Quelques mois plus tard, un affrontement entre groupes criminels a fait cinq morts. Les autorités ont retrouvé deux corps décapités et un autre brûlé.

Le spécialiste des oiseaux à l'Institut national de la biodiversité (Inabio) a alors voulu poursuivre ses recherches dans une ville voisine, mais par une macabre coïncidence son maire a également été abattu. Il a fait ses valises et est rentré à Quito.

En raison de ses gisements aurifères, la ville de Camilo Ponce Enriquez est une enclave du gang de Los Lobos qui se finance en partie avec l'exploitation minière illégale, une activité qui génère jusqu'à un milliard de dollars par an dans le pays.

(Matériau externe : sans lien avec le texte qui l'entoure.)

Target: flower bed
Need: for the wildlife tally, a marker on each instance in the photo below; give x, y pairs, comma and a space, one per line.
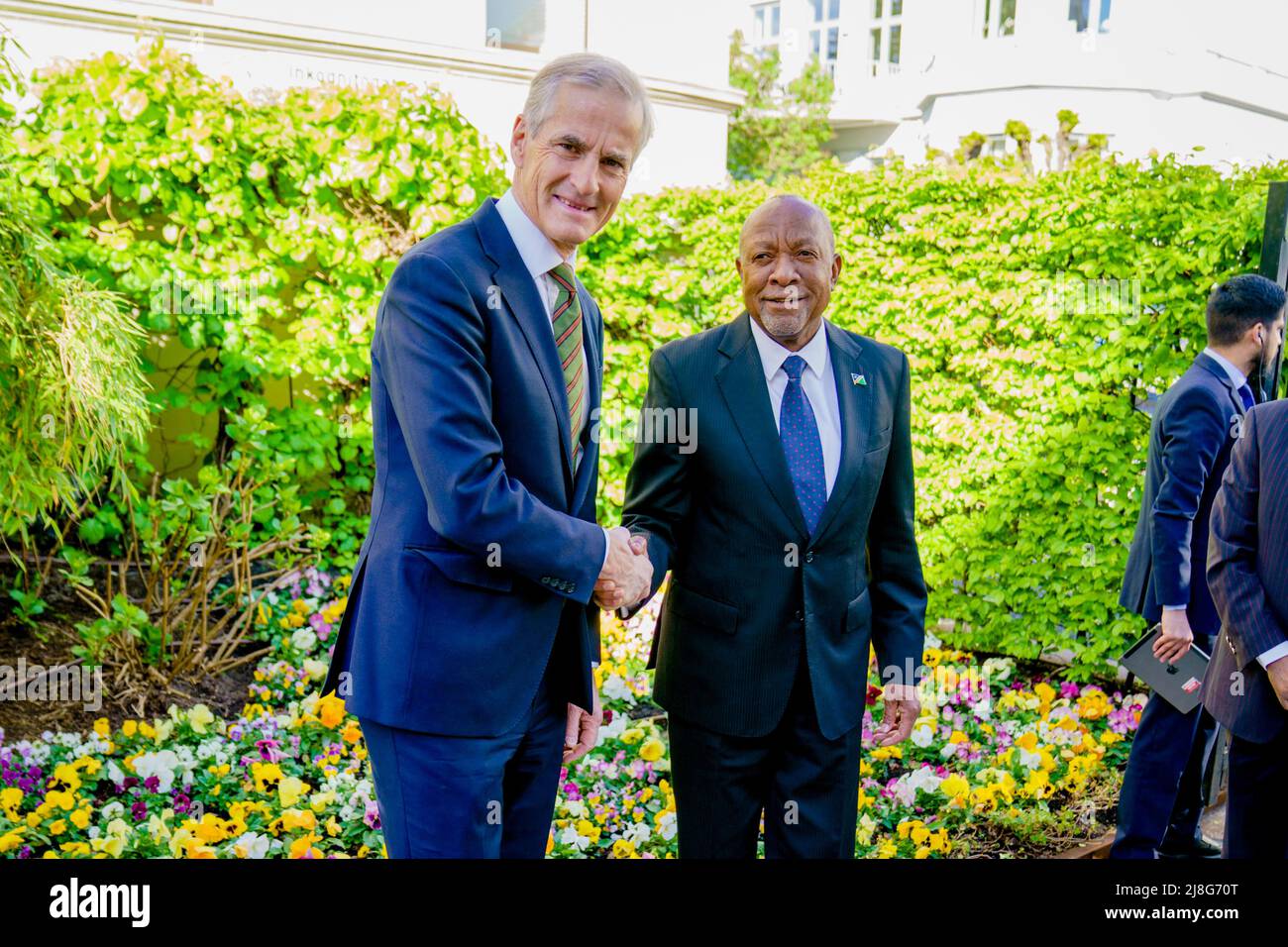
997, 764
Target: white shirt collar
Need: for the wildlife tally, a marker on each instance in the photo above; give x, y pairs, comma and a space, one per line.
773, 354
1235, 375
539, 254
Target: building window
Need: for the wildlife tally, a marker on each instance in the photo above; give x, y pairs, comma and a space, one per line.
999, 18
1081, 13
825, 26
516, 25
768, 24
887, 37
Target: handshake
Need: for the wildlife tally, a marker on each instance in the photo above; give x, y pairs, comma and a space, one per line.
627, 574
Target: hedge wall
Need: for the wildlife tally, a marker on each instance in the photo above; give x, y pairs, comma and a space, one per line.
1034, 311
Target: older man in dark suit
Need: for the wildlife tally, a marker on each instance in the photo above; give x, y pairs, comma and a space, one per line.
467, 646
1245, 686
789, 531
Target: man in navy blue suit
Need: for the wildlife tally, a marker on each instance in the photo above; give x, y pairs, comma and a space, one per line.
468, 642
1245, 686
789, 535
1190, 438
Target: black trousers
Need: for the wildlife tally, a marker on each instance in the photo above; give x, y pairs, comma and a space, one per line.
1162, 795
1256, 825
806, 785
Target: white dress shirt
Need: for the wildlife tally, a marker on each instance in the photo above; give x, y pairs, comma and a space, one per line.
1239, 379
819, 386
540, 257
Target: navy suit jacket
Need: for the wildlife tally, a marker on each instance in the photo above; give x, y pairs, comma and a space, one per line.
482, 554
1189, 446
1248, 579
750, 585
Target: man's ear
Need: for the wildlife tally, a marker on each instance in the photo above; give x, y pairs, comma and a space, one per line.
518, 141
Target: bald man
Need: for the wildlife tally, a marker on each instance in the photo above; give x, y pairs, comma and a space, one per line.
786, 518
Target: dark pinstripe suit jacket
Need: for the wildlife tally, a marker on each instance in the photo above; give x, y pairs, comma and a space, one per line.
750, 586
1248, 577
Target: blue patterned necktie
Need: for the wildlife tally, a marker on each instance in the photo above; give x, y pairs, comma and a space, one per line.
802, 444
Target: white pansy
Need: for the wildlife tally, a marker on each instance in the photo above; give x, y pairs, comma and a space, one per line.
923, 780
574, 840
161, 764
253, 845
304, 639
666, 826
616, 689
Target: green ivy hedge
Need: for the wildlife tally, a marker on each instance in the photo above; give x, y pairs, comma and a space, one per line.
254, 240
1035, 311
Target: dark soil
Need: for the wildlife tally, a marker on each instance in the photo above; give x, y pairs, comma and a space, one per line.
51, 644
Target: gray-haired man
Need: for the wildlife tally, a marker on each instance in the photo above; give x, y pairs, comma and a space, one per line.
471, 638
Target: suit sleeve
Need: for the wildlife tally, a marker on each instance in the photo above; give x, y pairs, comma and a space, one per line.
657, 493
1193, 433
1232, 554
429, 347
897, 586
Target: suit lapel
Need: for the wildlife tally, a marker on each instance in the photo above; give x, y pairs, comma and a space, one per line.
855, 402
1216, 368
742, 384
519, 295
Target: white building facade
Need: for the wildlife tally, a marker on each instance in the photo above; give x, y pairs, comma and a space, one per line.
482, 52
1203, 78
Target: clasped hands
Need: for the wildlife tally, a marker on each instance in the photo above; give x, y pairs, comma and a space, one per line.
627, 574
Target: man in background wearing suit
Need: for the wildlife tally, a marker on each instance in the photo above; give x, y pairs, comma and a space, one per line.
1190, 437
1247, 684
467, 646
789, 531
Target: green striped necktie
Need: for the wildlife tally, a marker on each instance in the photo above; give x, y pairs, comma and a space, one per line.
567, 325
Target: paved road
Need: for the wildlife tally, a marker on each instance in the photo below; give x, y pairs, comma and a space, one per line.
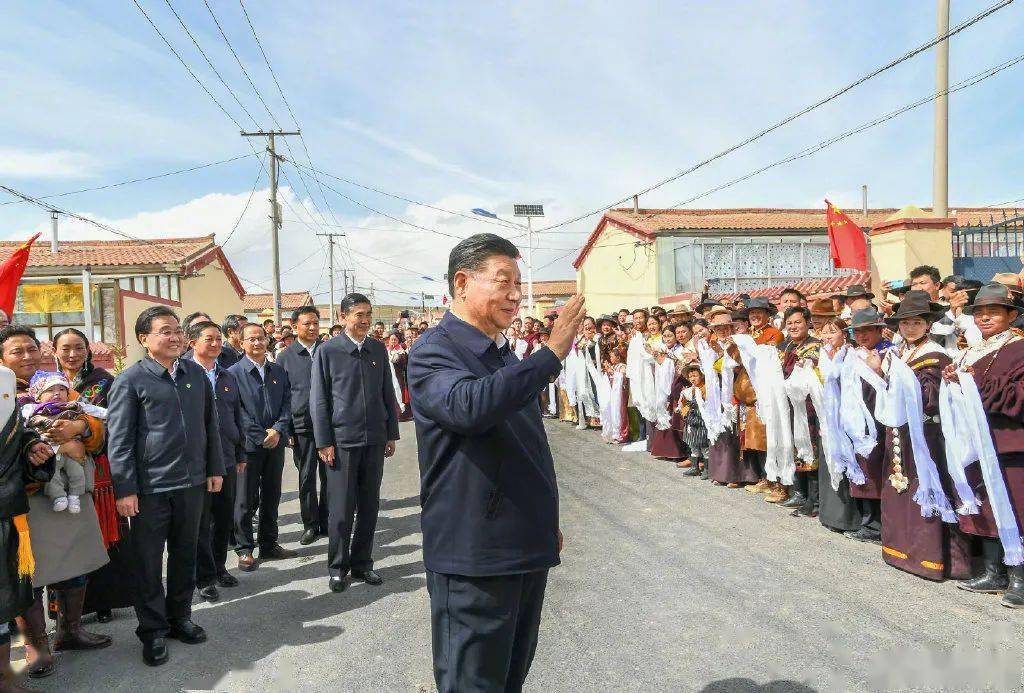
667, 585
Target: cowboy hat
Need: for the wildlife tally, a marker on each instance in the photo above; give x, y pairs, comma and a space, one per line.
916, 304
993, 294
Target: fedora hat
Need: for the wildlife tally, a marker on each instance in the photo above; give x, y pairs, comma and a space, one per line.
823, 307
854, 291
761, 303
993, 294
867, 317
915, 304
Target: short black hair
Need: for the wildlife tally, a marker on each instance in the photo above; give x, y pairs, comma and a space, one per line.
469, 255
931, 271
353, 300
143, 323
197, 329
302, 310
232, 322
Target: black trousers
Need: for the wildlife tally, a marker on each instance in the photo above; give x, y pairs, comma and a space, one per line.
260, 483
215, 530
171, 518
353, 497
312, 507
484, 630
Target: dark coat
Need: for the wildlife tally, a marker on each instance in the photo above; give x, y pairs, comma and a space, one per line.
278, 416
162, 433
351, 397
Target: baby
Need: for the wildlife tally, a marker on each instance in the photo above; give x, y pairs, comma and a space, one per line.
49, 403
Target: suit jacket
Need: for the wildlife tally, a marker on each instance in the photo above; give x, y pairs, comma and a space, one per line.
299, 364
278, 391
487, 480
351, 397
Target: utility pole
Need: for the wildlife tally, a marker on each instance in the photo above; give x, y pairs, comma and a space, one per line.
330, 240
274, 212
940, 167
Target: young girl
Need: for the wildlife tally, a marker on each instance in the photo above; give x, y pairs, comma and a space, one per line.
694, 431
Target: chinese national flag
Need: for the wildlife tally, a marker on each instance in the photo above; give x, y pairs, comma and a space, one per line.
846, 241
10, 274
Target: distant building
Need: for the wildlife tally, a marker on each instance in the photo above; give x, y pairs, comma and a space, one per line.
100, 287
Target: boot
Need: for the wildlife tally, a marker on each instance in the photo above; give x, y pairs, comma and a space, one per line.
993, 579
71, 635
32, 623
1014, 598
9, 682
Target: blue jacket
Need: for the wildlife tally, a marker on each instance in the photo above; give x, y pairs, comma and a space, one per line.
487, 481
278, 391
162, 434
351, 396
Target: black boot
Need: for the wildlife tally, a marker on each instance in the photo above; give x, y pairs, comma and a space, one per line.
993, 579
1014, 598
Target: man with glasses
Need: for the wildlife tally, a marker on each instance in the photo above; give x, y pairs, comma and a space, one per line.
266, 420
165, 451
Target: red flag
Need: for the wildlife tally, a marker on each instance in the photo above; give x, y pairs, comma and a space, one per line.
10, 274
846, 241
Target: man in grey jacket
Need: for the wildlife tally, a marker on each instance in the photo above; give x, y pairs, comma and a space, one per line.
165, 452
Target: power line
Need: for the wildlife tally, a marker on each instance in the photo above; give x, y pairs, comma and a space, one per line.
788, 119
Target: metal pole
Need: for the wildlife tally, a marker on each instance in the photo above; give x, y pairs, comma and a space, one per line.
940, 168
529, 266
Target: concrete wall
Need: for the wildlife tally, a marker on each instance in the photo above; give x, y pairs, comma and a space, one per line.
616, 273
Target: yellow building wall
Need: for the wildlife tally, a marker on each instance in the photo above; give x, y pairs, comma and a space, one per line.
617, 274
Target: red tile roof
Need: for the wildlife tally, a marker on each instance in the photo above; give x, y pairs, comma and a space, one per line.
254, 303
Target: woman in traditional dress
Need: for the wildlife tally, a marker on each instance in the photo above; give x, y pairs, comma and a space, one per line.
67, 547
923, 546
110, 587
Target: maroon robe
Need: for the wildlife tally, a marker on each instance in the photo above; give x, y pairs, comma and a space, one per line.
923, 546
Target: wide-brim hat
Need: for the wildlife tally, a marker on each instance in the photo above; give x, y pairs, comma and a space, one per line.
854, 291
915, 304
867, 317
822, 308
761, 303
994, 294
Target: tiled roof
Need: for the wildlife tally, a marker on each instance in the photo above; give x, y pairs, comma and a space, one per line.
111, 253
289, 300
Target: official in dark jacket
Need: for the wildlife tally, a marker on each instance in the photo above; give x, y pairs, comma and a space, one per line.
355, 425
266, 419
165, 453
297, 359
217, 525
487, 480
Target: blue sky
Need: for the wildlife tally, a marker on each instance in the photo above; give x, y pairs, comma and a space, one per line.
482, 104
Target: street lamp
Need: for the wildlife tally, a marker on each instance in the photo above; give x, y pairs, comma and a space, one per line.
528, 211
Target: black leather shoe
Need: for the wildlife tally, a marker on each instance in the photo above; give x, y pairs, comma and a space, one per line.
186, 632
368, 576
155, 652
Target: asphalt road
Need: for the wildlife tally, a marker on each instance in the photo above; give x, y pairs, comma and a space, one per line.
668, 583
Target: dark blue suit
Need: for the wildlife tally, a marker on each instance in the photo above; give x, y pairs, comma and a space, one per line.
265, 403
489, 502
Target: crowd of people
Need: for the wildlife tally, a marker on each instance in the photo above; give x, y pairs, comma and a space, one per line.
183, 451
895, 420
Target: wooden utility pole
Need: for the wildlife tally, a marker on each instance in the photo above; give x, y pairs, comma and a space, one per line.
274, 213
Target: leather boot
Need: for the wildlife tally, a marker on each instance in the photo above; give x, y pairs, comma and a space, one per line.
32, 623
9, 682
993, 579
71, 635
1014, 598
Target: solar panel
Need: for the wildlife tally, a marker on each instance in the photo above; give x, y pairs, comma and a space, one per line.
528, 210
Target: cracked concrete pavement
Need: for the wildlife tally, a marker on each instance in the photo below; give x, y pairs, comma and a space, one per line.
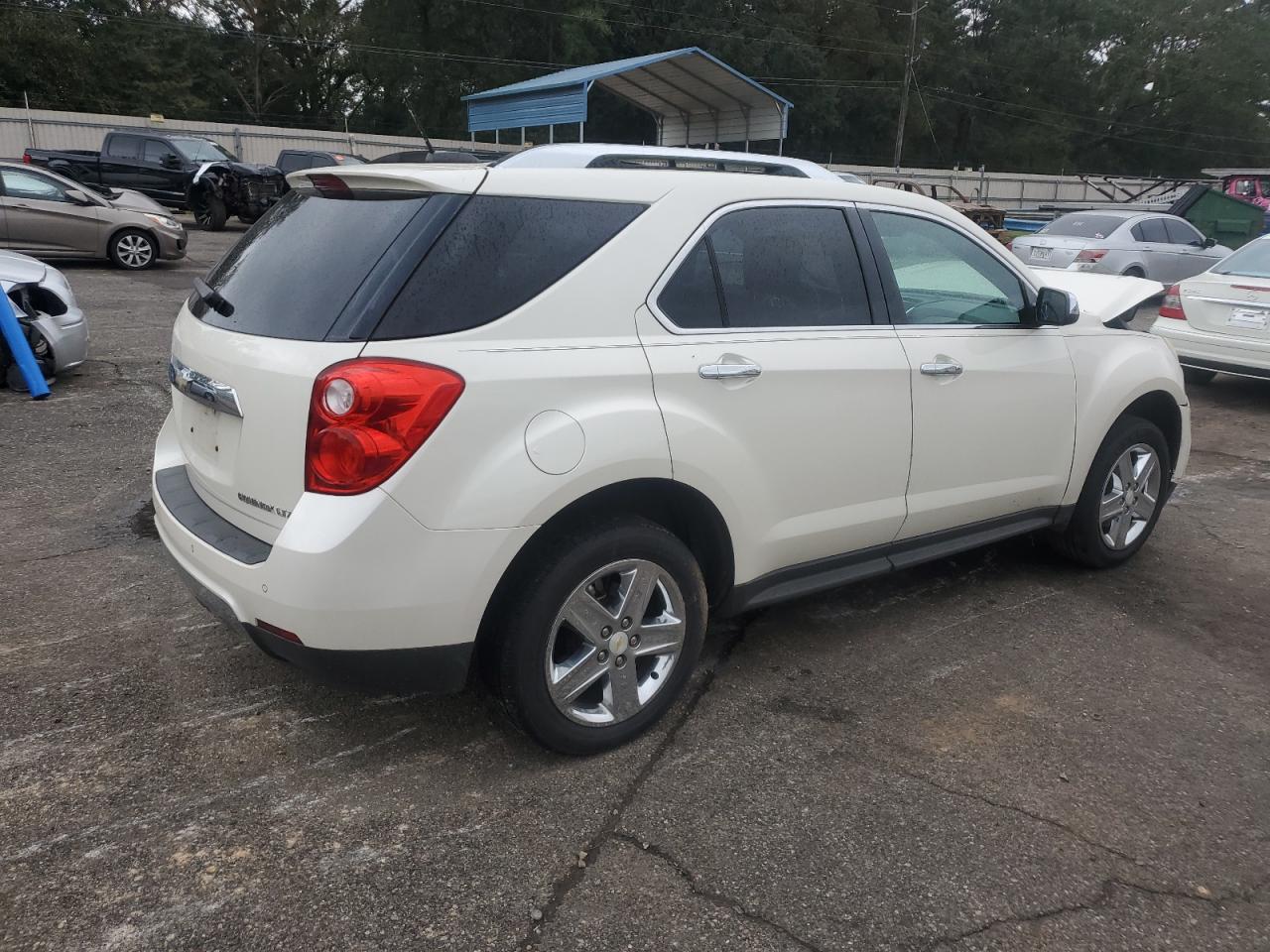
994, 752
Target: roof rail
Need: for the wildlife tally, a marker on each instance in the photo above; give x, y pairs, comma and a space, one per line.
693, 164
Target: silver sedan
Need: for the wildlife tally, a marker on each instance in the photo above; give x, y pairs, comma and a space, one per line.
44, 301
1106, 241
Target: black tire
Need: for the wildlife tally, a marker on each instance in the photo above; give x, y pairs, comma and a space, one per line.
1082, 540
529, 631
209, 211
1198, 376
134, 249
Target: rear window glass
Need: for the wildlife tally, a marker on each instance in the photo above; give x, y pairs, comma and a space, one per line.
1082, 226
497, 254
1252, 261
296, 268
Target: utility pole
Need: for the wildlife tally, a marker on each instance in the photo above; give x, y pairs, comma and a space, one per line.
908, 73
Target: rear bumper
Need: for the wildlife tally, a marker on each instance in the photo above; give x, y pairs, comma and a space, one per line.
359, 581
436, 670
1225, 353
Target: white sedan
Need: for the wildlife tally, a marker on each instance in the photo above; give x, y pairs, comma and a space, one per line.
1219, 321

Du fait de la présence de violents gangs criminels liés au narcotrafic, l'Équateur, coincé entre la Colombie et le Pérou, principaux producteurs au monde de cocaïne, a atteint un record de 47 homicides pour 100.000 habitants en 2023, contre six en 2018.
"Frustration"
Le biologiste étudie le perroquet d'Orcès depuis une vingtaine d'années, travaille à sa conservation et s'engage dans la gestion durable de ses habitats, mais la ville de Camilo Ponce Enriquez lui est désormais interdite.

"Nous restons dans l'incertitude et la frustration", dit-il à l'AFP, évoquant "un biais pour la conservation car il pourrait s'agir de zones importantes pour des espèces endémiques ou menacées".

Du fait de la violence, les déplacements de chercheurs sur le terrain sont de plus en plus courts ou ont lieu dans des zones "miroirs", où les scientifiques peuvent trouver des espèces similaires tout en courant moins de risques.

"Les niveaux de violence ont entraîné une restriction totale dans certaines régions", en particulier sur la côte et dans les zones d'exploitation minière, assure Mario Yanez, autre biologiste de l'Inabio.

La violence dans ces zones "limite malheureusement les fonds de coopération internationale qui permettraient de mener des actions de conservation", regrette-t-il en outre.

La réserve privée de Lalo Loor, dans la province de Manabi, dans l'ouest du pays, abrite l'une des dernières forêts tropicales sèches de la région côtière, également bastion de groupes criminels.

Du fait de cette présence, des universités américaines ont annulé la visite annuelle de chercheurs et étudiants. Si cela se poursuit, nous devrons "fermer car nous ne pourrons pas couvrir les salaires" de notre personnel, déplore Mariela Loor, administratrice de la réserve.

Judith Denkinger, biologiste à l'université privée San Francisco de Quito, a mis entre parenthèses en 2022 les recherches qu'elle menait depuis deux décennies sur les baleines au large des côtes de la province d'Esmeraldas (nord-ouest), une région également en proie à la violence des gangs.

Depuis, aucune image ni enregistrement acoustique des baleines à bosse qui viennent dans le Pacifique équatorial pour s'accoupler et mettre bas ne lui est parvenu, dit-elle à l'AFP depuis son Allemagne natale.

Pour Daniel Vizuete, spécialiste en études sociales de la science et de la technologie à l'université Flacso de Quito, la recherche liée à l'environnement "est peut-être la plus érodée précisément parce qu'elle se produit (...) dans des endroits où le cadre institutionnel est le plus faible".

"Cela signifie que la vie même des chercheurs peut être menacée", conclut-il.